Poet DeWitt Clinton Takes Inspiration From Centuries Old Chinese Poems In New Book
A new book of poems from DeWitt Clinton takes inspiration from a translation of Chinese poems, placing them in a contemporary landscape of Milwaukee. In his new book called By A Lake Near A Moon, Fishing With The Chinese Masters he explores loss and his time as a soldier in Vietnam.
Clinton is a poet and a retired English professor from the University of Wisconsin-Whitewater. Before his interest in Chinese poetry, he wrote about the Holocaust and other world genocides.
“I think I was finding myself responding to each one of these [Chinese poems]. I started making a little notebook. After about a dozen of these, I thought maybe I could have a little tiny book. I just kept writing,” says Clinton.
His goal wasn't to copy the themes and subject of the poems. Instead, he aims to capture their feelings and apply them to his own experiences.
“In many ways, it’s a long habit of responding to art. If you go to the Milwaukee Art Museum or if you listen to a concert at the Milwaukee Symphony Orchestra or if you read some wonderful poem that inspires you to jot a few lines down. It’s a lot like that, it’s that tradition of responding to a work of art,” he says.
He didn’t plan to write about Vietnam and his time as a soldier. But he says reading these poems triggered many memories for him. In one poem, he describes both his desire to distance himself from the war by throwing out his medals and finding serenity by Lake Michigan but that he knows part of him will never leave the battlefields in Southeast Asia.
Clinton’s poems do stand on their own.
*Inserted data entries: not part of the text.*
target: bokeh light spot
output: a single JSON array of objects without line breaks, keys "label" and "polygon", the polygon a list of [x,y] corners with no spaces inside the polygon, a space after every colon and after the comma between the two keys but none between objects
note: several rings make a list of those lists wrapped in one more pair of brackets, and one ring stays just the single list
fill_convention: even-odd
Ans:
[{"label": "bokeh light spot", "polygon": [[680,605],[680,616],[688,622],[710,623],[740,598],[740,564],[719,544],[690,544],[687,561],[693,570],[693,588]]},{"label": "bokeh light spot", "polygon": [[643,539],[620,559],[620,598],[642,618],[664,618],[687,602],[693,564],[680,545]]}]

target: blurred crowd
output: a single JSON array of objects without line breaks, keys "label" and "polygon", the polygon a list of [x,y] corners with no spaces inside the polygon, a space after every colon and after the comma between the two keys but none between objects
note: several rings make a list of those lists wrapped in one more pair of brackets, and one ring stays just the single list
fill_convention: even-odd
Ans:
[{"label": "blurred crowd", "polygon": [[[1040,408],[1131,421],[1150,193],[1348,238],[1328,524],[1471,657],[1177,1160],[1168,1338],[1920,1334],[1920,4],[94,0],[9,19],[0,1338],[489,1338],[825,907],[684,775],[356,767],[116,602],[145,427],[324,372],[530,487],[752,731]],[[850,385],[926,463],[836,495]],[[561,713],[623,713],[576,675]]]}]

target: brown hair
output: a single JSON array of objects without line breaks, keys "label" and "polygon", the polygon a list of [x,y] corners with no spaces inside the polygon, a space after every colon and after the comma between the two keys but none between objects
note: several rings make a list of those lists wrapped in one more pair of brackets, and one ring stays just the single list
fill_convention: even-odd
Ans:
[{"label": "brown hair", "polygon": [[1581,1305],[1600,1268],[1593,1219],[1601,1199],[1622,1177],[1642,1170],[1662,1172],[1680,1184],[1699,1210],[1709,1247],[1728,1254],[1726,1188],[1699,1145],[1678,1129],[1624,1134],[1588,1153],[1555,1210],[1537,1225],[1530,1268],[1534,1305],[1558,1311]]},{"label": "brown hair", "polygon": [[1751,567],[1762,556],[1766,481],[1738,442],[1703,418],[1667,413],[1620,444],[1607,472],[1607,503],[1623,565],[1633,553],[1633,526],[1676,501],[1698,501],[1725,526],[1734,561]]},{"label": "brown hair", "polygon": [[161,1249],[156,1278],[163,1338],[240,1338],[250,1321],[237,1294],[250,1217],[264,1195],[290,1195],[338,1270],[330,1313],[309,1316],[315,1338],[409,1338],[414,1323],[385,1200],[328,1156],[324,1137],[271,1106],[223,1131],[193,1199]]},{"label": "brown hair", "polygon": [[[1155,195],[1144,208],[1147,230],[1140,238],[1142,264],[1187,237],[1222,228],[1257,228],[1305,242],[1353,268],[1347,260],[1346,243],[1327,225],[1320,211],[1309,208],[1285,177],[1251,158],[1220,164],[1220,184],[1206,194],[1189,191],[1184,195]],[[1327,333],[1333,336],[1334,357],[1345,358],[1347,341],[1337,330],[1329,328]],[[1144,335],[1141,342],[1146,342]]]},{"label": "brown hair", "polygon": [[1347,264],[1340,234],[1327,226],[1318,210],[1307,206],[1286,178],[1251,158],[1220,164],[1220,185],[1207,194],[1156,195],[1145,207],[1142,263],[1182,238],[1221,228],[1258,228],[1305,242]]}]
While they can be enjoyed without knowledge of Chinese poetry, he says reading the poems he was inspired by helps create a deeper understanding.
“I’ve tried to make every poem have the title and name of the [Chinese] poet in my title so that they are always poems about reading, which I hope makes the book a little bit different than other collections of poetry,” he says.
Boswell Book Company is hosting a virtual reading of the book of poetry on Wednesday at 7:30 p.m.